Stephen Hart, Water Sector Expert for the European Investment Bank, underscored the importance of adequate financing to lead successful projects. He stated that “Many financing solutions already exist: pre-accession, neighbourhood policy, structural and cohesion funds, and even fiduciary funds. As the problem of water ignores borders, we are working on many projects outside the EU in the areas of energy and water. My advice to you today would be: if you want your application to be accepted, you really must ‘make’ a good project, with a clear-cut definition, including all stakeholders and specific responsibilities.”
“This conference is the first of hopefully many more events around the Black Sea and we will keep on sharing experiences and actions which will benefit the Regions of the Black Sea. I invite all interested stakeholders to join us in our next meeting in September. This initiative reflects the AER spirit to create synergies between Regions, our method of bringing them in direct relation to learn from each other, and make them gain efficiency.” concluded Michèle Sabban.

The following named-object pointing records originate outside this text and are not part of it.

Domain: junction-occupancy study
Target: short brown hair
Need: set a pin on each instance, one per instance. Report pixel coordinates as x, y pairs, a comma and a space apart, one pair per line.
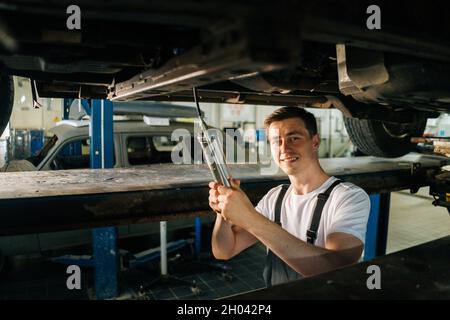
284, 113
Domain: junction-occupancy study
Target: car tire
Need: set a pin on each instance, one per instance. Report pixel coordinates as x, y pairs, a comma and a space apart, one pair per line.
380, 139
6, 100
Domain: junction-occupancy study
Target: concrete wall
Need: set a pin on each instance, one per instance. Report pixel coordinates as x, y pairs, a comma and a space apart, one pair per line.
25, 116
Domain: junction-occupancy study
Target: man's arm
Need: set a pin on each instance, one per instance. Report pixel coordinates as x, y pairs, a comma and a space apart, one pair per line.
227, 239
340, 249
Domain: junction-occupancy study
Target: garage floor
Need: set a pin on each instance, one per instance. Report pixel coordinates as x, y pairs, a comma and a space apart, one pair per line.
413, 220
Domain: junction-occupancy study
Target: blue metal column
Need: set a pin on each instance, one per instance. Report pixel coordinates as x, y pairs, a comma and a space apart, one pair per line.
377, 226
104, 240
66, 110
198, 236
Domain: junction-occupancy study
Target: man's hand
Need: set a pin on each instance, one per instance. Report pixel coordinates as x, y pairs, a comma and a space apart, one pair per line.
213, 195
233, 204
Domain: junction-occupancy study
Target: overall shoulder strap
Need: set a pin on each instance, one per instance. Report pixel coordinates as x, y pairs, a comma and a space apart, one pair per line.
322, 198
279, 202
270, 256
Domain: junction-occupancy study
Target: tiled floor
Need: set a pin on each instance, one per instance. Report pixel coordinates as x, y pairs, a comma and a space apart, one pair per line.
413, 220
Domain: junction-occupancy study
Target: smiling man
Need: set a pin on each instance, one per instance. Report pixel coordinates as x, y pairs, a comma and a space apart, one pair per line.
315, 224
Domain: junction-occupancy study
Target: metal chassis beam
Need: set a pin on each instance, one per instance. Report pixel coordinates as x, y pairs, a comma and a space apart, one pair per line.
21, 215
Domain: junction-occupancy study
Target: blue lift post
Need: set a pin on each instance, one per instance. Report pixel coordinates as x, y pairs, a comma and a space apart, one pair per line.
104, 240
377, 226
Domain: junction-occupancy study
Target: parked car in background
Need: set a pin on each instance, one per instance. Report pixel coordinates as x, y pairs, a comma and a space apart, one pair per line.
136, 144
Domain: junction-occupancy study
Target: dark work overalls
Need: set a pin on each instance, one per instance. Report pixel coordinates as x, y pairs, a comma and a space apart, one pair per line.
276, 270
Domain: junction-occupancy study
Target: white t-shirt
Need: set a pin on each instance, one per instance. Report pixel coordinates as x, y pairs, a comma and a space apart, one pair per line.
346, 210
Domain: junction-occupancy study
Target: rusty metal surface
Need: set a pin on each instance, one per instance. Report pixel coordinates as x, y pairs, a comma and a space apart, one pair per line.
420, 272
62, 200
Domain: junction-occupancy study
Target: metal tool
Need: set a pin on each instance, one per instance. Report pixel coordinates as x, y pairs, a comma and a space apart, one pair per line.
212, 150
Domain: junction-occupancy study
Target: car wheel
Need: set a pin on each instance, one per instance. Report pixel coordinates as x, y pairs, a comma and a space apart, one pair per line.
6, 100
381, 139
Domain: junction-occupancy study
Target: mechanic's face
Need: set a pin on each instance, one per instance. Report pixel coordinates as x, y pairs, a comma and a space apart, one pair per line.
292, 147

The EU has initiated major efforts to stimulate economic and political reform through wide-ranging cooperation programmes, such as the Pre-Accession Instrument, the European Neighborhood Policy, the Black Sea Synergy and the Eastern Partnership. The Council of Europe, and in particular its Congress of Local and Regional Authorities, has also run many projects in the Black Sea, and have allowed for the creation of the Black Sea Euroregion.
In spite of positive developments over the last years, significant challenges have remained in key sectors such as environment, energy, or tourism remain, that require coordinated responses at the regional level.